We detected a median of 107 (range 0-554) SNV at a median deduplicated depth of 3766x. A strong correlation between ctDNA at screening, measured as MMPM, and clinical prognostic markers was observed; higher levels of MMPM were associated with larger sum of the product of the diameters (SPD) (Mann-Whitney-U (MWU) P < 0.0001), higher FLIPI2 scores (MWU P < 0.0001) and m7-FLIPI (MWU P = 0.0001). Pts with long PFS had a significantly (MWU P < 0.0001) lower median MMPM (59.9) than those who progressed early (276.5). Using an optimal cut-off to predict pts at risk of early progression, MMPM high cases (n=96) showed significantly more total SNVs compared to MMPM low cases (n=125) (MWU P < 0.0001). MMPM high vs low was a stronger marker for PFS (cross-validated log-rank P < 0.0001; HR [95% CI] = 2.4 [1.6,3.5]) versus FLIPI2 (log-rank P = 0.0063; HR [95% CI] = 1.7 [1.2,2.4]) or tumor burden measured as SPD (log-rank P = 0.0009; HR [95% CI] = 1.9 [1.3,2.8]). In a multivariate Cox model, the association of high MMPM and worse PFS was still significant after correction for FLIPI2, SPD and m7-FLIPI, indicating that MMPM has an independent prognostic value (log-rank P < 0.0001; HR [95% CI] = 2.42 [1.6,3.8]) (Figure 1).
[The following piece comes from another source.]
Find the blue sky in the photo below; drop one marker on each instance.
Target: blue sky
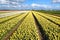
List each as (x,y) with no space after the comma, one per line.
(29,4)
Consistent with previous reports (Jurinovic, ASH 2021), also in this selected cohort m7-FLIPI was prognostic for CHOP/CVP (log-rank P = 0.0061; HR [95% CI] = 2.2 [1.2,3.8]) but not for Benda (log-rank P = 0.2274; HR [95% CI] = 1.5 [0.76,3.0]). Notably, the prognostic value of ctDNA at screening using MMPM was observed for both CHOP/CVP (log-rank P < 0.0001; HR [95% CI] = 2.9 [1.7,5.0]), and Benda (log-rank P < 0.0001; HR [95% CI] = 2.9 [1.7,5.1]).

Conclusion

Measurements of ctDNA at screening showed promising results as a biomarker to predict high risk populations for early treatment failure in untreated FL. MMPM at baseline, quantified using the AVENIO NHL assay, showed an independent prognostic value compared to FLIPI 2, m7-FLIPI and SPD. Notably, while known clinicogenetic risk scores had a prognostic value limited to CHOP/CVP regimen (Jurinovic, ASH 2019, Bolen, Blood 2021), MMPM prognostic value was maintained on CHOP/CVP and Benda chemotherapy. Overall, these initial results warrant additional analysis to investigate the value of the ctDNA as a treatment agnostic stratification tool for clinical research.